A declaração de Maria, dada durante entrevista no começo da tarde. foi alvo de críticas. Em seu perfil no Twitter, a chefe do programa de emergências esclareceu que há uma diferença entre pacientes assintomáticos e pacientes pré-sintomáticos, que virão a desenvolver algum sintoma da doença.

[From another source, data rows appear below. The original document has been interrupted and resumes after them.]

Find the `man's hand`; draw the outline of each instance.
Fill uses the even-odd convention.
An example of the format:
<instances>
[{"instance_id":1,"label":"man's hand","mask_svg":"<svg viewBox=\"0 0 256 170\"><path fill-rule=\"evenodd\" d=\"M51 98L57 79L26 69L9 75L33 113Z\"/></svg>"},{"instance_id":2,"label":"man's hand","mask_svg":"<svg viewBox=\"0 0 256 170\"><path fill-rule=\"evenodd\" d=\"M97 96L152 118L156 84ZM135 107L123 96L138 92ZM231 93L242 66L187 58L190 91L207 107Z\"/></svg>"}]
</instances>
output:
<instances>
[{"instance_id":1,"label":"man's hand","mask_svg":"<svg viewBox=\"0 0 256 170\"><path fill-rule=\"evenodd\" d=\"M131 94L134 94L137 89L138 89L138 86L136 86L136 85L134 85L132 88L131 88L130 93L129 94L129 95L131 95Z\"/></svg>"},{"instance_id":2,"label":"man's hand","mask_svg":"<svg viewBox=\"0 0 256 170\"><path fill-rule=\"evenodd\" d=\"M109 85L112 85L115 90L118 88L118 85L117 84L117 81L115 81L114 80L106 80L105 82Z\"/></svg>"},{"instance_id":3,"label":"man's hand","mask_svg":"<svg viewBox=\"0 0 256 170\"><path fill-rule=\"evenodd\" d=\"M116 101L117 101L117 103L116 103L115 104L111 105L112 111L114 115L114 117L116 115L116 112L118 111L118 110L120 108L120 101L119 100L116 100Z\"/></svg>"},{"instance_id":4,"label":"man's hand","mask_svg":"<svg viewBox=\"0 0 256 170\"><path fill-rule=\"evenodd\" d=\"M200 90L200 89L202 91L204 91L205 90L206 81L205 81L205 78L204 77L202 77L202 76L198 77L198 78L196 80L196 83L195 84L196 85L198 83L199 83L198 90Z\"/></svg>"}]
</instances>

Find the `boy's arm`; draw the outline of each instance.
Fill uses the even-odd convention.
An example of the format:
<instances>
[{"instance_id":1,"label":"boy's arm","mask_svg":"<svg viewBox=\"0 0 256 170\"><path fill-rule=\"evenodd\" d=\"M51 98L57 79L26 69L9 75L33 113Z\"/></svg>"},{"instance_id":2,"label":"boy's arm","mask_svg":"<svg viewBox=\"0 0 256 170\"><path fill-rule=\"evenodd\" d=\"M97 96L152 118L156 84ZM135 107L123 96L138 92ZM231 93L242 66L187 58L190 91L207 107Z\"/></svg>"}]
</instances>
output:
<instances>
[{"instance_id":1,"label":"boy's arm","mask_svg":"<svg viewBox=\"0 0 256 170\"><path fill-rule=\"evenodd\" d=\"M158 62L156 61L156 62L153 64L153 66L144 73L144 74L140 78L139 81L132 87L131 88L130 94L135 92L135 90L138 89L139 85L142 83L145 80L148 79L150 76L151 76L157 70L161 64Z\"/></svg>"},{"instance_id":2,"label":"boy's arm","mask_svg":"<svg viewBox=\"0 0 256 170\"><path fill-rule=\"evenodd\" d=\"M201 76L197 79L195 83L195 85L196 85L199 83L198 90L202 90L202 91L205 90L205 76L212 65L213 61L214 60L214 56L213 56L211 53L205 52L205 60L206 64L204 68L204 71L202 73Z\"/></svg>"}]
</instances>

Além disso ela recomendou a consulta ao guia da OMS publicado na sexta (5), que indica o uso de máscaras para a proteção. No documento, a entidade diz que "estudos mais abrangentes sobre a transmissão de indivíduos assintomáticos são difíceis de conduzir", mas cita um estudo como exemplo. Ele aponta que, entre 63 indivíduos assintomáticos estudados na China, havia evidências de que 9 (14%) infectaram outra pessoa.
No mesmo documento, a OMS alerta: "Os dados disponíveis até o momento, que tratam de casos de infecção em pessoas sem sintomas são decorrentes de um número limitado de estudos com pequenas amostras que estão sujeitas a revisões e não podem dizer se eles carregam a transmissão."
O diretor do Instituto de Saúde Global da Universidade de Harvard, Ashish K. Jha, argumentou no Twitter que infectados que não apresentam sintomas são uma forma importante para a transmissão da Covid-19. Ele explicou que apenas 20% dos infectados não desenvolverão nenhum sintoma. Os outros 80% poderão desenvolver sintomas leves ou mais duros da doença.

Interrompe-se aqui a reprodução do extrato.